Menurutnya, Polri tak bisa bekerja sendiri dalam pengusutan permasalahan atau kasus yang terjadi di ruang siber. Dengan begitu, kerja sama antarlembaga mesti dilakukan.
"Harus kerja sama, baik itu dengan kementerian dan lembaga yang berpotensi maupun dengan pemilik data, jadi itu menjadi suatu hal yang penting dan menjadi suatu ekosistem untuk pengungkapan kasus.
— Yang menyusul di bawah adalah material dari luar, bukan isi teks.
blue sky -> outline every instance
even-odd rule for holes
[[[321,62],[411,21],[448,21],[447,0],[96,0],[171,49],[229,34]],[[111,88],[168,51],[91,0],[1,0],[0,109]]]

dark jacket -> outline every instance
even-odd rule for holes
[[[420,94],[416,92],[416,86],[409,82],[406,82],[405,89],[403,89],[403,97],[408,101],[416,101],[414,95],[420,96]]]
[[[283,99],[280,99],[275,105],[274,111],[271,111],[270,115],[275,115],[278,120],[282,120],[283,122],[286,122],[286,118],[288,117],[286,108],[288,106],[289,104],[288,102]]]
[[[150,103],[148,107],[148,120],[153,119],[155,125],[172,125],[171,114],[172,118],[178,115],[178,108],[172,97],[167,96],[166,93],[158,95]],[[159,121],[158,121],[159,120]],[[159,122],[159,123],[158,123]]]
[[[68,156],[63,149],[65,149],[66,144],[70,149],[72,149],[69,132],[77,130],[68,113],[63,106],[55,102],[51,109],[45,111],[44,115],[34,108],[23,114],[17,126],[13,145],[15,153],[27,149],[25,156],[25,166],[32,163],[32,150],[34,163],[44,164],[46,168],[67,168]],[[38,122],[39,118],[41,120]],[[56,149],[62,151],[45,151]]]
Jadi kerja sama itu menjadi suatu hal yang penting," sebutnya.
Meski sejauh ini tak disampaikan secara gamblang langkah-langkah penyelidikan yang sedang atau sudah dilakukan, Himawan menyebut pihaknya sedang menunggu informasi dari BSSN perihal forensik digital dalam pengungkapan dugaan aksi peretasan tersebut.
"Kita juga sedang melakukan penyelidikan, apakah ada hubungannya dengan yang ini, itu sedang kita dalami," ucapnya.
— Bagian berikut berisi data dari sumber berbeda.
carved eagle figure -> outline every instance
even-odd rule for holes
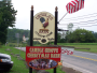
[[[45,19],[44,17],[41,17],[40,18],[40,21],[42,23],[42,26],[44,28],[46,28],[48,26],[48,18]]]

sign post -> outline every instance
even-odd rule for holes
[[[30,12],[30,46],[33,46],[33,5]],[[32,73],[32,68],[29,67],[29,73]]]
[[[58,12],[57,12],[57,6],[55,8],[55,42],[54,45],[57,45],[57,16],[58,16]],[[56,68],[54,68],[54,73],[56,73]]]

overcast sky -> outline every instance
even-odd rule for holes
[[[33,5],[34,15],[39,12],[50,12],[54,15],[58,6],[58,20],[67,13],[66,5],[72,0],[12,0],[17,10],[15,28],[30,29],[30,8]],[[97,32],[97,0],[85,0],[84,9],[67,14],[59,23],[58,28],[67,30],[67,25],[73,23],[73,30],[78,27]],[[78,17],[81,16],[81,17]],[[64,24],[64,25],[63,25]]]

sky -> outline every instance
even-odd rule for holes
[[[55,6],[58,8],[58,20],[67,13],[66,5],[72,0],[12,0],[13,6],[17,10],[16,24],[14,28],[30,30],[30,10],[33,5],[33,15],[40,12],[55,14]],[[58,28],[67,30],[68,24],[73,24],[73,30],[81,29],[97,32],[97,0],[85,0],[84,9],[67,14],[58,24]]]

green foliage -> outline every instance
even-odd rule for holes
[[[57,43],[65,43],[66,42],[66,40],[65,39],[60,39],[60,35],[61,35],[61,33],[57,33]]]
[[[0,42],[6,41],[8,27],[14,27],[16,12],[11,2],[0,1]]]
[[[29,30],[24,30],[24,29],[8,29],[8,42],[10,43],[20,43],[23,41],[23,35],[25,35],[25,38],[29,38]],[[19,34],[19,38],[16,38],[16,33]],[[27,43],[29,44],[29,41],[27,41]]]
[[[73,32],[67,33],[66,40],[69,43],[94,43],[96,38],[92,31],[85,29],[77,29]]]

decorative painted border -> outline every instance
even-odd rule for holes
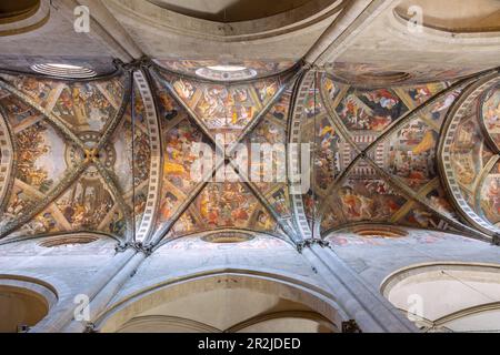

"Kemudian kita juga menunggu dengan komunikasi dengan BSSN untuk melakukan forensik, seperti apa sih tipikal dan topologinya, itu menjadi suatu hal penting untuk nanti arah penyelidikan," sambung Himawan.
BACA JUGA:
Terlepas langkah-langkah pengsutan yang sedang dilakukan, ditegaskan bila Polri dugaan kebocoran data ini sedang diselidiki untuk mengungkap penyebab atau hal lain di baliknya.
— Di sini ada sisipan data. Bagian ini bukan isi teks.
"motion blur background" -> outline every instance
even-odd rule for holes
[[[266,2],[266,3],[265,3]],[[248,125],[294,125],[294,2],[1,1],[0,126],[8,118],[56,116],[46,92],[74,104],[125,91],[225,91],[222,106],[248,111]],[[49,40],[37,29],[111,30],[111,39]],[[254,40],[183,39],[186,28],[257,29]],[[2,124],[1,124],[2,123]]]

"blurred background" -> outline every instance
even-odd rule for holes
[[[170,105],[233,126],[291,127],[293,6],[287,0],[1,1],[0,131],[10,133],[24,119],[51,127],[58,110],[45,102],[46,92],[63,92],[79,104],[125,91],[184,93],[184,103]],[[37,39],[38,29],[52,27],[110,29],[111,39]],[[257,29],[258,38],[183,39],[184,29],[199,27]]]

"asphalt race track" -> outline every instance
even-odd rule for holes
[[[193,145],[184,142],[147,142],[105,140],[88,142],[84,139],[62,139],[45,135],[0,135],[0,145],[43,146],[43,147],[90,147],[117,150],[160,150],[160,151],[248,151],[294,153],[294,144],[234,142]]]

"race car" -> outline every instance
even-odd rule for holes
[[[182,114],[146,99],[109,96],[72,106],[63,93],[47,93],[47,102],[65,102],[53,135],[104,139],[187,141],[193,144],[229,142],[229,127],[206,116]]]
"Masih berproses, dikomunikasikan," kata Himawan.
Dugaan bocornya data NPWP mencuat usai pendiri Ethical Hacker Indonesia Teguh Aprianto mengunggah tangkapan layar situs Breach Forums. Melalui akun X @secgron, dia menyebut sebanyak enam juta data NPWP diperjualbelikan dalam situs itu oleh akun bernama Bjorka pada tanggal 18 September 2024.
Selain NPWP, data yang juga terseret, di antaranya Nomor Induk Kependudukan (NIK), alamat, nomor telepon, surat elektronik (email), dan data lainnya. Harga jual seluruh data itu mencapai Rp150 juta.
Dalam cuitan yang sama, Teguh mengatakan data yang bocor juga termasuk milik Presiden Joko Widodo (Jokowi) serta putranya Gibran Rakabuming Raka dan Kaesang Pangarep.